Albert Edwards: Beware inflation in 2010

You say markets will march to a very different drumbeat next year. What do you mean?

They’re marching to the drumbeat of the mistakes of the past. You can generate massive shortterm recoveries both in the economy and the markets, based on massive fiscal and monetary stimulus. Japan did so many times in the past decade. But inevitably you get sucked back down into the recessionary gloom. People forget that in Japan, equity markets used to rally 40%-50% and then they’d collapse again. It’s like the grand old Duke of York: we’ll be marching all the way up the hill and all the way down again.

So where will the FTSE be next year?

I think that sometime in 2010 it will fall back below the lows of March 2009. Ironically, that will be very good news for private investors.

Why’s that?

In the rapid inflation period of the late 1960s, 1970s and early 1980s, equities were a very poor investment. They did nothing in nominal terms and in real terms (ie, adjusted for inflation), they were significantly lower. They weren’t seen as an inflation hedge. The reason for this was that when inflation took off, equities started off with a very high p/e ratio.

But if we start an inflationary period with equities on a very low p/e, then stocks will be a much better inflationary hedge because they’ll go up more with earnings. If my forecast for next year is right and we get a sort of capitulation phase in the equity markets and they begin looking much, much cheaper than they were in March, then on a ten to 20 year view, equities will be more than simply a huge investment opportunity. In addition, they’ll be an inflation hedge over and above gold and index-linked bonds.

So you’re worried about inflation?

If you are a long-term investor, I think you really have to be concerned about higher inflation. We’re in the middle of a massive economic experiment in quantitative easing. We’re going to struggle for years with these excess debt loads we’ve got. And it’s not just the private sector – now it’s the government sector too. So I would worry about inflation and look at ways to insure yourself against it. It comes down to gold and index-linked bonds.

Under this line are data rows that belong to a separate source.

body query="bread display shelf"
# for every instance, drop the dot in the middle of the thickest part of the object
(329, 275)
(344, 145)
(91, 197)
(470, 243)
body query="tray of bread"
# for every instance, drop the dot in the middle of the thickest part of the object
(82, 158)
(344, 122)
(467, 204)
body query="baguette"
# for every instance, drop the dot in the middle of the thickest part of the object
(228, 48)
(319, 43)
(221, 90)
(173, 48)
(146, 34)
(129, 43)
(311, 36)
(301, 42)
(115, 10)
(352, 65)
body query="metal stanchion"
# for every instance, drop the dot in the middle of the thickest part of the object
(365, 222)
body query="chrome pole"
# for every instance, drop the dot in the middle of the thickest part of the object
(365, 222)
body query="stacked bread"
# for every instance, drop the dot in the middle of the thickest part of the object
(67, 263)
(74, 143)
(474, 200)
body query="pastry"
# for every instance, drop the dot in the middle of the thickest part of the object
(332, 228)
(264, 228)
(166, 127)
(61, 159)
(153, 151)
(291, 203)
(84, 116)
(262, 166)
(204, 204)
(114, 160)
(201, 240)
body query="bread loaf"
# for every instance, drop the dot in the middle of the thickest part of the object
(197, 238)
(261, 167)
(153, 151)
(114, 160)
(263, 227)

Gold will give you no return. It’s not a proper investment where you can work out net cash flow, and unlike silver or platinum it is useless, regardless of the economic cycle. You are relying on it going up in price to make a return. In that sense, it is dead money. But people should accept that dead money because it gives you a good insurance policy.

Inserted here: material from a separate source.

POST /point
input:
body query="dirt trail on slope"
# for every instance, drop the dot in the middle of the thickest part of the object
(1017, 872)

How bad will inflation get?

We’re not talking about inflation going up from 2% to 5%. We’re talking more like 10% to 20%. Most pensions have an inflation cap of 2.5%, or if it’s deferred, 5%. If we have inflation of 10%, you’re wrecked. So you need some sort of insurance. And even if gold doesn’t go up in price but just stays where it is, that’s fine. You’re only using it as a hedge, or insurance policy.

Look at the unsustainability of government finances, not just in Britain but elsewhere. It’s not just the 100% debt-to-GDP ratios. When you add in the unfunded liabilities, you’re looking at liabilities of about 500% of GDP. There’s no way they can meet those. So some sort of default has to be part of the equation here. And default through inflation is effectively a default. Milton Friedman’s notion that “inflation is everywhere and always a monetary phenomenon” is right. So often, the reason for monetary debauchery is fiscal un-sustainability.

You are bearish on China. Why?

The biggest single predictor of economic collapse is credit growth, which is off the scale in China. The Chinese are doing what the Americans did in 2003-2005. They didn’t want a deep recession so they pumped it all back up again. There was massive credit growth and asset inflation. They thought they were in control and then they tapped the brakes and the economy collapsed.

So I’m worried about the economic collapse in China. But I’m more worried that the markets will be totally blindsided by it. People believe the growth story will carry on forever. But I think China is more cyclical than people expect. And often when you get these growth stories the problem is that people overpay for them. In effect, there is no connection between equity returns and whether the economy grows rapidly or not. Because people overpay for it.


Who is Albert Edwards?

An economics graduate from Bristol University and an economist at the Bank of England, Edwards has a history of going against the grain. He forecast the 1997-1998 Asian crisis in a January 1996 note; his castigation of Malaysia’s policies as ‘Noddynomics’ created political trouble for his then-employer, Dresdner Kleinwort. For over ten years, Edwards has been bearish on stocks. His argument is that most markets are in an ‘Ice Age’ of declining valuations. Edwards is regularly ranked as the top strategist in surveys. In 2007, Edwards became co-head of global strategy at Société Générale.